Ordinary People

Great quote from Tim Bray on the “View Source Lesson”:

At this point, the RDF evangelists pipe up and say “Well, Ordinary People ™ don’t have to look at the source, there will be tools to sort all that out.” Sorry, I just don’t believe that. If, in 1994, you’d needed DreamWeaver or equivalent to write for the Web, there wouldn’t be a Web today."

That last sentence succinctly expresses an intuition I’ve had but not been able to articulate. There’s something critical about not relying on end-user tools to make a technology approachable. This is why I like XML-configured tools like Ant, and was suspicious of the early-day dreams of how Struts was going to make front-end development a drag-and-drop operation.
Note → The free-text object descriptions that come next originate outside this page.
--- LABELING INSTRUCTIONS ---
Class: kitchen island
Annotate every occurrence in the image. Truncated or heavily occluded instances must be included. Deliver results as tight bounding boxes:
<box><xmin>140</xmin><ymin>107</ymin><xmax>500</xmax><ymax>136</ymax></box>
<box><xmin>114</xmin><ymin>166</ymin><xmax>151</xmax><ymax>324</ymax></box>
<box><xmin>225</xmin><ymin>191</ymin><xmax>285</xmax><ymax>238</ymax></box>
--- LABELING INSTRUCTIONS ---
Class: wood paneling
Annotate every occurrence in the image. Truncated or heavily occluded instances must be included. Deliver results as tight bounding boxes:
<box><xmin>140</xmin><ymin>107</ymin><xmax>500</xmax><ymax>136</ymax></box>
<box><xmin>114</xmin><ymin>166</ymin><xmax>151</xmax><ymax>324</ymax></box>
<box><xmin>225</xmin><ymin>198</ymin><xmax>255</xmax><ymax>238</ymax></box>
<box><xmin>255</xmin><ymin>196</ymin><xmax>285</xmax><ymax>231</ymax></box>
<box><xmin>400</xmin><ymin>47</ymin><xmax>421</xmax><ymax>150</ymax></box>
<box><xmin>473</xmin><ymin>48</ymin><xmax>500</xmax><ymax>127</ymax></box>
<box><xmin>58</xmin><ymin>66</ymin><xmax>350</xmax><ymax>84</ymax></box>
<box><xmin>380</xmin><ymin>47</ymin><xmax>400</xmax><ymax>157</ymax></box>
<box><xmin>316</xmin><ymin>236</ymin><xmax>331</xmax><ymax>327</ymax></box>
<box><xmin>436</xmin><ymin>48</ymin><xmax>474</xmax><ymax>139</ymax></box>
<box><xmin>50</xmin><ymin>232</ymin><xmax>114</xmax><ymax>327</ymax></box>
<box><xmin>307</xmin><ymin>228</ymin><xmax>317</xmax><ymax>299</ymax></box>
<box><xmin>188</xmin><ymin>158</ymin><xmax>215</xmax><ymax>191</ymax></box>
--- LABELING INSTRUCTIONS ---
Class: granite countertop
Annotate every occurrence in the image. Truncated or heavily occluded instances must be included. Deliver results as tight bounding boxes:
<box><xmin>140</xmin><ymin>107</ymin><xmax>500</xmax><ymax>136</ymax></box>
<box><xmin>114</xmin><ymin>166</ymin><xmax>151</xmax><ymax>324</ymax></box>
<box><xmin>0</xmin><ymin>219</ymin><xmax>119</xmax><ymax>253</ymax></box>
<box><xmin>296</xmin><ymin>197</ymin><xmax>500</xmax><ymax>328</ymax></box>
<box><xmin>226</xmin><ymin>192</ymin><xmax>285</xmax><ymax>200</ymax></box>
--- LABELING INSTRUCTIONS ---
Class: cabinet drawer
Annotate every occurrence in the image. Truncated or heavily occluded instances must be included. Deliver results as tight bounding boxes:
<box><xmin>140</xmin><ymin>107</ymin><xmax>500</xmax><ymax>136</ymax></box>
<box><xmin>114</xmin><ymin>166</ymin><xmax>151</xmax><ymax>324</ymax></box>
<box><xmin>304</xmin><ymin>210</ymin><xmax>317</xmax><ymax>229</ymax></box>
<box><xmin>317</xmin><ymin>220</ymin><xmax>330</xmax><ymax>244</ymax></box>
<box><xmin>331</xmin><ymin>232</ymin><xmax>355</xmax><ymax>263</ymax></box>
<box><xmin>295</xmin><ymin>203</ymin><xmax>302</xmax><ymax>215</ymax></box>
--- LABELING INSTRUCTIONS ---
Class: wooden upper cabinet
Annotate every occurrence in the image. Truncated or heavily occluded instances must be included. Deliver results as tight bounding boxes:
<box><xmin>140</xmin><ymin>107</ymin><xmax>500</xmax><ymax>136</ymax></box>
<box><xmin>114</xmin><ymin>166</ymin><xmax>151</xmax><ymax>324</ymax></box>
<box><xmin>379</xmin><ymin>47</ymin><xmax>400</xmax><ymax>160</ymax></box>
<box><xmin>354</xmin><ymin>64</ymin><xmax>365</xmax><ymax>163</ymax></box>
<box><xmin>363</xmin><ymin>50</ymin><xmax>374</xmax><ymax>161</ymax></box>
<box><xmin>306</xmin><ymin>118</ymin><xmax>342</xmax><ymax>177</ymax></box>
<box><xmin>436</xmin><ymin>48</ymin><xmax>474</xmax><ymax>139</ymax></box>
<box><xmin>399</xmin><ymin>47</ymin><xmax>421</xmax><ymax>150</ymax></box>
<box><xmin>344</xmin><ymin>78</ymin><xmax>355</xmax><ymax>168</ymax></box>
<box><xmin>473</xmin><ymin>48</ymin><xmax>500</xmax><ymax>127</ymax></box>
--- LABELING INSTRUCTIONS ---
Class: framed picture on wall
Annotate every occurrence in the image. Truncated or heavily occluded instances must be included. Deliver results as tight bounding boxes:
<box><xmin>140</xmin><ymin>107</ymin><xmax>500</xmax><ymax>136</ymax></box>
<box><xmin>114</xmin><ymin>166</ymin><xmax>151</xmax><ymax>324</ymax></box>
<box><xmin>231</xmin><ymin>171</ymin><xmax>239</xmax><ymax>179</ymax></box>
Thankfully (for the fate of that framework) it is still quite usable without depending on the rapid development tools everyone was talking about on the lists in Y2K.

As Jon Udell paraphrases Dave Megginson: the formats that tend to succeed are those optimized more for humans than for machines.

Microsoft, on the other hand, has such a strong market position that they are able to put tools first; their developer community will simply wait for Redmond to introduce a new version with the latest feature. Macromedia was so far out in front with Flash that SWF gained a similar position, poisoning SVG. I still believe it is a mistake, though, for anyone without such a position to rely on applications to expose an accessible interface.

I posted this in January 2004 during week 1556.